Covid : le vaccin évite-t-il une transmission du virus, une fois le produit administré ?

Par Laurent de Sortiraparis · Publié le 6 janvier 2021 à 19h22
Les vaccins contre la Covid sur le marché ou en cours de validation protègent, selon les données déjà dévoilées, d'une contamination, mais évitent-ils la transmission du virus à d'autres personnes ? On tente de vous apporter une réponse.

Dans quelles mesures les vaccins contre la Covid sur le marché ou encore à l'étude protègent-ils de la maladie ? Une question qui taraude de nombreuses personnes, pas tant sur son efficacité à combattre les symptômes (les données sont largement suffisantes pour le montrer), mais plutôt sur sa capacité à éviter la transmission du virus une fois le vaccin inoculé.

Le vaccin évite-t-il donc les contaminations ? Les scientifiques l'espèrent, mais pour le moment, les données sur le sujet sont insuffisantes. La raison ? Les chercheurs ont préféré se concentrer, comme nous le rappellent nos confrères du Monde, sur les symptômes, plus facilement repérables lors de la mise en route des essais cliniques, mais également moins chers à étudier, contrairement à la réalisation de tests virologiques hebdomadaires qui, eux, permettent de voir si le virus continue de se transmettre une fois vacciné.

"Surtout, sur le plan de la santé publique, ce sont bien les malades qui posent un problème, notamment ceux qui développent des formes graves. Si le Covid-19 se contentait de nous infecter comme un rhume banal, on n’aurait pas besoin d’un vaccin", explique ainsi Guy Gorochov, responsable du centre d’immunologie et des maladies infectieuses à l’hôpital de la Pitié-Salpêtrière. Une direction toute logique, donc, pour venir à bout de la maladie et éviter l'hécatombe.

Une protection contre la Covid déterminante dans la stratégie vaccinale

Une question sur la protection des autres qui se pose, à l'heure où les vaccinations ont commencé, et qui pourrait changer du tout au tout les stratégies vaccinales mises en place aux quatre coins du globe. Pour exemple, toujours selon nos confrères du Monde, "si un vaccin fait véritablement barrière au virus, il peut paraître prioritaire d’immuniser les supercontaminateurs potentiels, ceux qui rencontrent beaucoup de monde – médecins, chauffeurs de bus, caissières de supermarché". À contrario, si ce vaccin ne permet de contrer que les symptômes et l'aggravation des cas, la priorité vaccinale change, s'orientant vers ce que tend à faire le gouvernement en ce qui concerne la campagne française de vaccination.

Un changement de stratégie qui "Si nous obtenions de nouvelles données", pourrait "faire évoluer nos priorités", indiquait au Monde Daniel Floret, vice-président de la commission technique de vaccination de la Haute autorité de Santé. Quoiqu'il en soit, plusieurs études sont en cours pour déterminer si la transmission reste possible - ou au moins amoindrie - une fois vacciné : en atteste un essai de Moderna Therapeutics, mené sur des singes et consistant en l'analyse d'écouvillons nasaux (tests PCR) après injection d'une dose de vaccin.
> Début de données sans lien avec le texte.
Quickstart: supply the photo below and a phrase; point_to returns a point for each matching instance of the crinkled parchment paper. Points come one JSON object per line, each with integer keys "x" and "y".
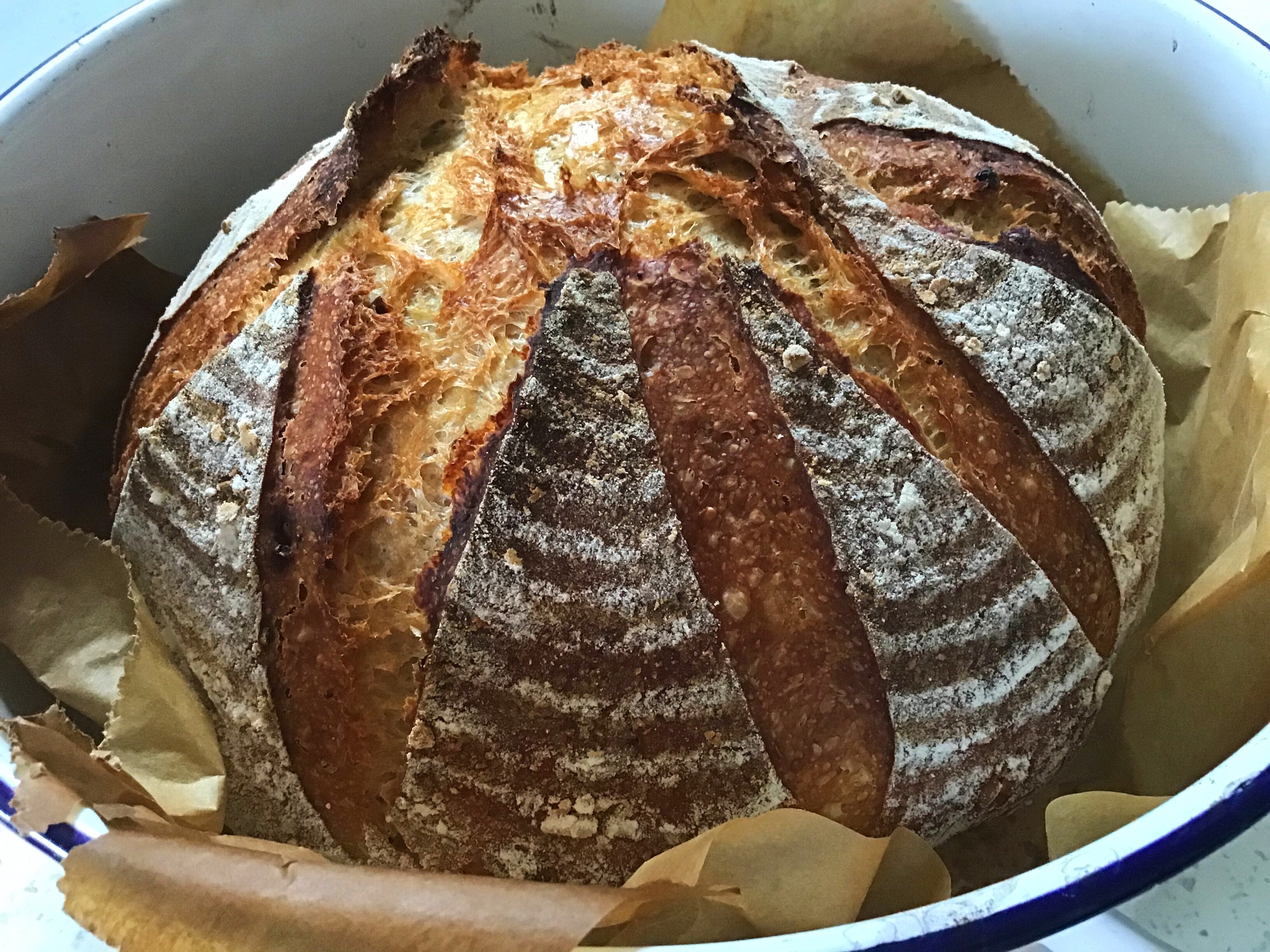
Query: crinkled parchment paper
{"x": 69, "y": 611}
{"x": 1188, "y": 692}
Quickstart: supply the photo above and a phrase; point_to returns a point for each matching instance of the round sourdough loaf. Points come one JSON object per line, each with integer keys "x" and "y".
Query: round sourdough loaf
{"x": 550, "y": 467}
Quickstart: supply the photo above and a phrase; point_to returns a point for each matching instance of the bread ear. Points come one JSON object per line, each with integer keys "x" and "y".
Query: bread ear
{"x": 187, "y": 525}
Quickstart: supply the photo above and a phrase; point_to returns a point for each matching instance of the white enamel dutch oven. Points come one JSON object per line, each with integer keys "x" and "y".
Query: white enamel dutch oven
{"x": 182, "y": 108}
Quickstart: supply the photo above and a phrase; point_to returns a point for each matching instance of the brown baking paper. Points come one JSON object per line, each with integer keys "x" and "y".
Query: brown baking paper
{"x": 1202, "y": 684}
{"x": 149, "y": 893}
{"x": 69, "y": 612}
{"x": 67, "y": 365}
{"x": 1079, "y": 819}
{"x": 79, "y": 250}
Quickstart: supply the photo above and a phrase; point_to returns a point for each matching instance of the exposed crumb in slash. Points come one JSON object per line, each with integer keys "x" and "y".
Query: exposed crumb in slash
{"x": 1102, "y": 686}
{"x": 569, "y": 826}
{"x": 625, "y": 828}
{"x": 736, "y": 604}
{"x": 247, "y": 438}
{"x": 421, "y": 737}
{"x": 795, "y": 357}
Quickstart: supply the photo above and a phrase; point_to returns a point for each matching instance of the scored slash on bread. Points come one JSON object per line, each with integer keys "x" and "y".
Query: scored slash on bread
{"x": 193, "y": 495}
{"x": 578, "y": 712}
{"x": 869, "y": 549}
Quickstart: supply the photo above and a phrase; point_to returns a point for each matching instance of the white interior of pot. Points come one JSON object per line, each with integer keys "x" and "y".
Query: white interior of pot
{"x": 182, "y": 110}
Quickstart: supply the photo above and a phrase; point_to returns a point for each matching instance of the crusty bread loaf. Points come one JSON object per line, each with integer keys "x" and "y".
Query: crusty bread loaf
{"x": 665, "y": 438}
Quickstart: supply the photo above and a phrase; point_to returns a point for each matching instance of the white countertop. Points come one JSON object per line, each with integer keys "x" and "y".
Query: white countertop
{"x": 1222, "y": 904}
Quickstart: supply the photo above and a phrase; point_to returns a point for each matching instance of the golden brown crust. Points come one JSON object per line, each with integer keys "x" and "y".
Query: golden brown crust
{"x": 760, "y": 545}
{"x": 851, "y": 309}
{"x": 981, "y": 192}
{"x": 433, "y": 230}
{"x": 233, "y": 296}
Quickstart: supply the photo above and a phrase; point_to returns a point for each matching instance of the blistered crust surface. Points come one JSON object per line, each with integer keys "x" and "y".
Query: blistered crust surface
{"x": 578, "y": 712}
{"x": 187, "y": 525}
{"x": 989, "y": 676}
{"x": 882, "y": 105}
{"x": 1071, "y": 371}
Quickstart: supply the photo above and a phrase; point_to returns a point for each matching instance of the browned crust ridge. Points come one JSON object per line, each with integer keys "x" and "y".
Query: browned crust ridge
{"x": 981, "y": 192}
{"x": 759, "y": 540}
{"x": 578, "y": 712}
{"x": 214, "y": 315}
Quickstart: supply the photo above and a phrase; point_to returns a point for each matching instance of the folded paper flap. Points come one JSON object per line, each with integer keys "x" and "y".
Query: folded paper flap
{"x": 1079, "y": 819}
{"x": 64, "y": 607}
{"x": 152, "y": 891}
{"x": 1202, "y": 686}
{"x": 60, "y": 749}
{"x": 794, "y": 870}
{"x": 81, "y": 250}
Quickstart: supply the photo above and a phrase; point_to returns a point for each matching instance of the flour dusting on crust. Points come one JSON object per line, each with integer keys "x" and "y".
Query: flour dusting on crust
{"x": 187, "y": 525}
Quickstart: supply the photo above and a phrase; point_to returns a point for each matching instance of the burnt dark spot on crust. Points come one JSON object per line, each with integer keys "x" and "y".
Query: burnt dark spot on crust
{"x": 1025, "y": 245}
{"x": 989, "y": 195}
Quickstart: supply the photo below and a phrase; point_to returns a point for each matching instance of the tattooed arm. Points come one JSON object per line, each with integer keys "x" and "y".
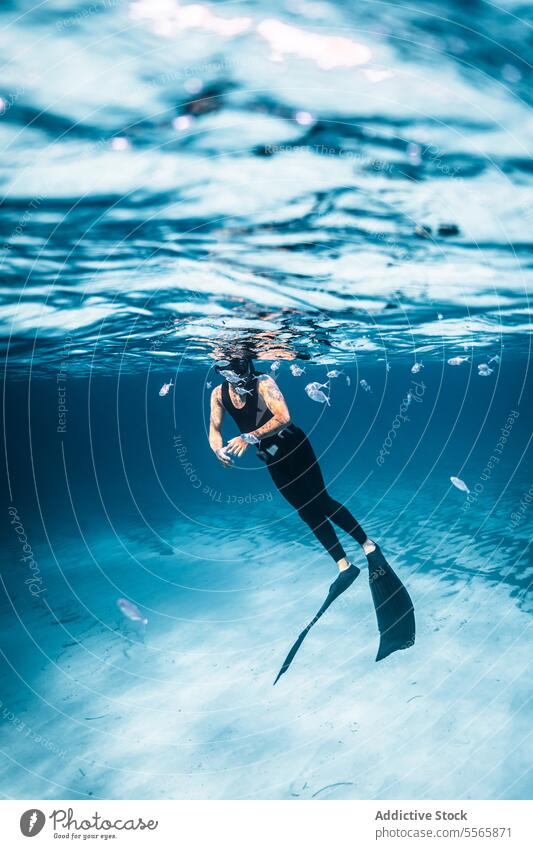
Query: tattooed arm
{"x": 271, "y": 394}
{"x": 215, "y": 427}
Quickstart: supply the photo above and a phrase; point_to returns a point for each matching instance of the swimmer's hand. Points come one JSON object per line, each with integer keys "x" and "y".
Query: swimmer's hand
{"x": 223, "y": 458}
{"x": 237, "y": 446}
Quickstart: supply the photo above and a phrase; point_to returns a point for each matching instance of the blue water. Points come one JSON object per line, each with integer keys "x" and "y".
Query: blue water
{"x": 327, "y": 184}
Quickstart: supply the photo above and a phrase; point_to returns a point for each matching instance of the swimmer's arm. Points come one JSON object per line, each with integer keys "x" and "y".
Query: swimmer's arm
{"x": 273, "y": 398}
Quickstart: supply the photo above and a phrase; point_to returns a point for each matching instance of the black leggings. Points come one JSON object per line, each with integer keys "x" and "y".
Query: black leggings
{"x": 296, "y": 473}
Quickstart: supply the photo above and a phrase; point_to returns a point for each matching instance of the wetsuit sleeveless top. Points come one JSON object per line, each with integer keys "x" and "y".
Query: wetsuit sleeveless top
{"x": 296, "y": 473}
{"x": 254, "y": 414}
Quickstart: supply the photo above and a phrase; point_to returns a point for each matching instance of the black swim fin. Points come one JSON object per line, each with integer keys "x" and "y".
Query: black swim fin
{"x": 339, "y": 585}
{"x": 394, "y": 609}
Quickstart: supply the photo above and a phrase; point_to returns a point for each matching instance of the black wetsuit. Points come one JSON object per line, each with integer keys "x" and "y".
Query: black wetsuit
{"x": 294, "y": 468}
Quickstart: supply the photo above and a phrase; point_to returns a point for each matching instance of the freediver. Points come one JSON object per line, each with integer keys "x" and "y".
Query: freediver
{"x": 258, "y": 408}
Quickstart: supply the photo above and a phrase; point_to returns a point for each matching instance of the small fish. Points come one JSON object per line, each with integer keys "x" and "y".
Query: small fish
{"x": 165, "y": 389}
{"x": 131, "y": 611}
{"x": 230, "y": 376}
{"x": 459, "y": 484}
{"x": 314, "y": 391}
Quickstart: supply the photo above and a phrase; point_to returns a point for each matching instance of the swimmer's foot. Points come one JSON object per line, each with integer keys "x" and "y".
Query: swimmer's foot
{"x": 344, "y": 580}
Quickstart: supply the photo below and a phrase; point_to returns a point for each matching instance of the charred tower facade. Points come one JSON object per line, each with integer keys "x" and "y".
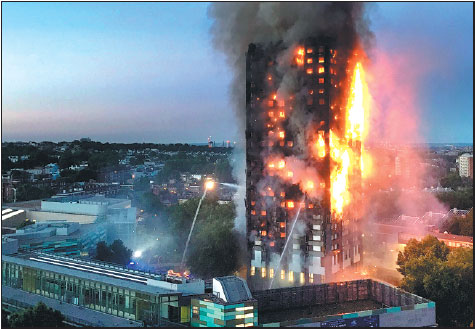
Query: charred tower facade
{"x": 290, "y": 116}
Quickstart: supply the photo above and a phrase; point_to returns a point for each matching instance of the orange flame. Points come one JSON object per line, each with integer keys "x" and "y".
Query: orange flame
{"x": 347, "y": 153}
{"x": 300, "y": 56}
{"x": 321, "y": 145}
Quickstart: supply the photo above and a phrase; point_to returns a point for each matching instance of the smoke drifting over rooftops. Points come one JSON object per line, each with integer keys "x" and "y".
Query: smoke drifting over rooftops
{"x": 236, "y": 25}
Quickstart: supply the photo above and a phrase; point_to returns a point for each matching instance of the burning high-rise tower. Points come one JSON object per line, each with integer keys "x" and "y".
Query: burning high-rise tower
{"x": 303, "y": 156}
{"x": 304, "y": 122}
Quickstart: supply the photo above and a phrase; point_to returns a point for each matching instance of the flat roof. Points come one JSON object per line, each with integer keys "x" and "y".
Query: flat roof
{"x": 112, "y": 274}
{"x": 315, "y": 311}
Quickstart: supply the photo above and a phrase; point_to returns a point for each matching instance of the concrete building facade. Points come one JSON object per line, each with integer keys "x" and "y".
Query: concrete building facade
{"x": 327, "y": 245}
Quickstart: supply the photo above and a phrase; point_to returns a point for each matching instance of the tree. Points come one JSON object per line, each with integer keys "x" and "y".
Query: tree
{"x": 150, "y": 202}
{"x": 214, "y": 247}
{"x": 214, "y": 252}
{"x": 461, "y": 199}
{"x": 142, "y": 184}
{"x": 114, "y": 253}
{"x": 432, "y": 271}
{"x": 38, "y": 316}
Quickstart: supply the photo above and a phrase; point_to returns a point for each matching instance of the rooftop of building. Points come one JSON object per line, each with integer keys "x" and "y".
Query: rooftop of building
{"x": 53, "y": 231}
{"x": 332, "y": 301}
{"x": 87, "y": 199}
{"x": 235, "y": 290}
{"x": 8, "y": 213}
{"x": 108, "y": 273}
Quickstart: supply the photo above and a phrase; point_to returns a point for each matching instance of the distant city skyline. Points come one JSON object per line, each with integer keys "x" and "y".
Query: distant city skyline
{"x": 147, "y": 72}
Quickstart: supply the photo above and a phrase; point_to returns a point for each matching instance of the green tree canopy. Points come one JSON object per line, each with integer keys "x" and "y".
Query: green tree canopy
{"x": 38, "y": 316}
{"x": 461, "y": 199}
{"x": 459, "y": 225}
{"x": 432, "y": 271}
{"x": 214, "y": 248}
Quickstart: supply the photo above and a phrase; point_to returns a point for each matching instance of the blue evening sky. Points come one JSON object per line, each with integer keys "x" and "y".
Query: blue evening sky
{"x": 146, "y": 72}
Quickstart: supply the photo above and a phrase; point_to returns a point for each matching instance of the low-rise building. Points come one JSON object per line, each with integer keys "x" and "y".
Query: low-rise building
{"x": 60, "y": 237}
{"x": 95, "y": 293}
{"x": 230, "y": 305}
Une étude aux résultats prometteurs, puisqu'au bout de deux jours, le virus avait quasiment disparu des échantillons, même après exposition à la Covid.

Des données encore insuffisantes

Des résultats qu'il faut tout de même prendre avec des pincettes : "Les singes pèsent 8 kg, dix fois moins que nous. Or, quand on leur a donné 10 microgrammes de produit, ce qui en proportion correspond au vaccin Moderna pour les humains, cela n’a pas eu beaucoup plus d’effet que le sérum physiologique de contrôle…", indique ainsi Jean-Daniel Lelièvre directeur du service d’immunologie clinique et de maladies infectieuses à l’hôpital Henri-Mondor de Créteil.

L'expérience a été réitérée depuis, lors de la phase 3 de l'essai clinique ayant conduit à l'élaboration du vaccin, sur 28 000 volontaires - humains cette fois-ci - avant administration du vaccin. Les résultats sont ici plus mitigés : parmi les personnes négatives au test PCR avant vaccination, 52 ont ensuite été testées positives et asymptomatiques un mois plus tard. Concernant ces 52 personnes positives, 14 avaient bien reçu le vaccin, et 38 un placebo.

"Insuffisant pour conclure, mais cela suggère un certain degré de protection", a ainsi expliqué les chercheurs de l'essai dans la revue New England Journal of Medecine, le 30 décembre dernier. "Les échantillons sont trop faibles et les marges d’erreur très importantes", avait conclu de son côté Jean-Daniel Lelièvre. La question reste donc en suspens pour le moment.